The grids slammed shut.
The chutes fell away.
Dim shapes gasped and coughed and tore off masks.
Keiro removed his slowly, revealing his handsome face smeared with dust. Finn swung on him in fury. “What happened? I was panicked out there! What took you so long?”
Keiro smiled. “Calm down. Aklo couldn’t get the gas to work. You kept them talking well enough.” He looked at the woman. “Why bother with her?”
Finn shrugged, still simmering. “She’s a hostage.”

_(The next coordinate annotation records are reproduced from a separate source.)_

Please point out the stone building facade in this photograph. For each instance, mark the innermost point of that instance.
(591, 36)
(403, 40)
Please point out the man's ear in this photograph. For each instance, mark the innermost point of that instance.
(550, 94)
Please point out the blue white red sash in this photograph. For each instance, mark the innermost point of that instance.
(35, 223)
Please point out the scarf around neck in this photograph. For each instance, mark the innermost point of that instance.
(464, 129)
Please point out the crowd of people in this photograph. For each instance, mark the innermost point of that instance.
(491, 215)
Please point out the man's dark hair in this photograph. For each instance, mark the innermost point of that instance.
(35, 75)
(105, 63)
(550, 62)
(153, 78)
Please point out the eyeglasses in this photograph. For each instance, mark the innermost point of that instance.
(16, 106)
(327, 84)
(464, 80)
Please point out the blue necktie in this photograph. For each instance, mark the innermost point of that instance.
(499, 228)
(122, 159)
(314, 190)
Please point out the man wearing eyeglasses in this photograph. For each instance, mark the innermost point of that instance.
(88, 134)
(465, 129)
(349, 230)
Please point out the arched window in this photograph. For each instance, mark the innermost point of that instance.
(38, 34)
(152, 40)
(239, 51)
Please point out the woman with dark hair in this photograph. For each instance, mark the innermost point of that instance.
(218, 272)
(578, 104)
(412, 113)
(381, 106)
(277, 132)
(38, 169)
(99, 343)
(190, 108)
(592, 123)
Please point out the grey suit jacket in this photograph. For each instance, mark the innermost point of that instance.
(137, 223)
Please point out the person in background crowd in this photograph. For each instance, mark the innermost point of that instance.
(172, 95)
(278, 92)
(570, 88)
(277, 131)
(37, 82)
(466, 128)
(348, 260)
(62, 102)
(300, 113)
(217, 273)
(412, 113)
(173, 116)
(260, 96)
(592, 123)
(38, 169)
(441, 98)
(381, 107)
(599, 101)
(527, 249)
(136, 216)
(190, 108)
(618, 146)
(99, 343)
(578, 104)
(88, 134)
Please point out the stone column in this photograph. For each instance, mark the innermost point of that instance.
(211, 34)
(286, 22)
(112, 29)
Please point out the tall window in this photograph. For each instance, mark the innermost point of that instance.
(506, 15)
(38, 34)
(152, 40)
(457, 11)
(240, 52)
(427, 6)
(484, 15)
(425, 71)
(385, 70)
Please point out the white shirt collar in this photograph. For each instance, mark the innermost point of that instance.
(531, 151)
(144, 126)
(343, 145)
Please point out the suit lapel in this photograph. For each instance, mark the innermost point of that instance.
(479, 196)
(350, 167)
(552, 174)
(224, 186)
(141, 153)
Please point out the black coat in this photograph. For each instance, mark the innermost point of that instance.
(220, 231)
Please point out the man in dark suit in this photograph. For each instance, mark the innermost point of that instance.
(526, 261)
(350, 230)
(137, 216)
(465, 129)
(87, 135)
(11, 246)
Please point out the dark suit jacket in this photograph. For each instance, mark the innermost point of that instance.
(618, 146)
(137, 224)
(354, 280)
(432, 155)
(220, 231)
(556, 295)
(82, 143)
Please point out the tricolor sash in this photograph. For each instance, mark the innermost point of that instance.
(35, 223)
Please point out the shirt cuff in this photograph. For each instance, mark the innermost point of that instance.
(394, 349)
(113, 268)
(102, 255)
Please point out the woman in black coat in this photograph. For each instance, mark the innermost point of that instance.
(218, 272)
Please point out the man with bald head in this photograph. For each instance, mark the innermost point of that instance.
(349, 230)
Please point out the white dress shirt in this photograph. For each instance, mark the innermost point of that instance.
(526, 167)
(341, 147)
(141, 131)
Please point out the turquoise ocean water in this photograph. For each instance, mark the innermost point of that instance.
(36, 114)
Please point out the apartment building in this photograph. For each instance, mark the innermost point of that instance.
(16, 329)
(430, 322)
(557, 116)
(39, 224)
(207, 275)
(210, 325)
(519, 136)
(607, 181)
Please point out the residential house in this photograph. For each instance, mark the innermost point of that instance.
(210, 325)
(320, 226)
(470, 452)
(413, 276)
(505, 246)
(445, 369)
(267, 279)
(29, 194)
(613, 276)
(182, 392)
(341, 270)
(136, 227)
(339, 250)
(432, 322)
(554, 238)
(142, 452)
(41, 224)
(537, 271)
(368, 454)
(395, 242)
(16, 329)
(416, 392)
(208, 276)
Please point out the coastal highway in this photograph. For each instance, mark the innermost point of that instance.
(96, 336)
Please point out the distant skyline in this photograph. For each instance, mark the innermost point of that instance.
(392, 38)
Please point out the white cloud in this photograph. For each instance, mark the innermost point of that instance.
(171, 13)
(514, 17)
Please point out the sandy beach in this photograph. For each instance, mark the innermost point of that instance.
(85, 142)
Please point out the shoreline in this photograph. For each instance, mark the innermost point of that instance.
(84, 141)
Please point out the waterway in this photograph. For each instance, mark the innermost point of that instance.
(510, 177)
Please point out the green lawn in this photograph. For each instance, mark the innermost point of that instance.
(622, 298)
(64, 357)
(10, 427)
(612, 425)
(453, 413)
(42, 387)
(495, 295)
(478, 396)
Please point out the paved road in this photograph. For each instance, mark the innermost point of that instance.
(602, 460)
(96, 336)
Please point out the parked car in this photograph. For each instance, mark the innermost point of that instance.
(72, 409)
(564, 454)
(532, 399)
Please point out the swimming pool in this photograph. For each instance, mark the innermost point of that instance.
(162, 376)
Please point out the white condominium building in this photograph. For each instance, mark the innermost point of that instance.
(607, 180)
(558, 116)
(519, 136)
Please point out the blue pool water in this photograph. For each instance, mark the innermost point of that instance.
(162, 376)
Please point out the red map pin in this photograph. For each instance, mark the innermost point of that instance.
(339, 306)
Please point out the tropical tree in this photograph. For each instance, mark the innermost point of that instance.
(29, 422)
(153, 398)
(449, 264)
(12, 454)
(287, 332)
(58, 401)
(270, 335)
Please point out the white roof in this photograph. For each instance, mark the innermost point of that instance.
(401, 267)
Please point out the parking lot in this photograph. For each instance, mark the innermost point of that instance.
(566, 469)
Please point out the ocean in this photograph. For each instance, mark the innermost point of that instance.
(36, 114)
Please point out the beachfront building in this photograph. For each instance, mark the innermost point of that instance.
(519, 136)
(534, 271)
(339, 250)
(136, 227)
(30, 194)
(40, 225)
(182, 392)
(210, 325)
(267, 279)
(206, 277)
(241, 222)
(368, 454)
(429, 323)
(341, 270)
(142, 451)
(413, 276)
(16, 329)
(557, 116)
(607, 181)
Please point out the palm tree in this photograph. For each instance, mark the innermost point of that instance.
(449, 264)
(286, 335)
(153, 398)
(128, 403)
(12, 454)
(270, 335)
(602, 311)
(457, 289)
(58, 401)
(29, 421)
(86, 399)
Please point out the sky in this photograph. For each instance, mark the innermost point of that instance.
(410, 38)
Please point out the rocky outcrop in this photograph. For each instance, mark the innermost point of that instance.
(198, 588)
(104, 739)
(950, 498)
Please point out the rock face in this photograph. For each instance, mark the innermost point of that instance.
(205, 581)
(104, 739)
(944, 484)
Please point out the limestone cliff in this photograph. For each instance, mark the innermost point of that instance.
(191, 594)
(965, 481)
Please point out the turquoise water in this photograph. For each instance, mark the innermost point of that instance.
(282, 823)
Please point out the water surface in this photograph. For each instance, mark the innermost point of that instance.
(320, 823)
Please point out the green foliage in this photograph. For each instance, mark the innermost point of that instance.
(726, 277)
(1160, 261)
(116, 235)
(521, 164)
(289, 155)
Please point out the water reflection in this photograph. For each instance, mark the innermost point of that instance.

Keiro raised an eyebrow. “Too much trouble.” He jerked his head at the man holding the weapon; the man snicked back the trigger. The Maestra’s face was white.
“So I don’t get anything extra for risking my life up there.” Finn’s voice was steady. He didn’t move, but Keiro looked over at him. For a moment they stared at each other. Then his oathbrother said coolly, “If she’s what you want.”
“She’s what I want.”
Keiro glanced at the woman again, and shrugged. “No accounting for taste.” He nodded, and the weapon was lowered. Then he slapped Finn on the shoulder, so that a cloud of dust rose from his clothes. “Well done, brother,” he said.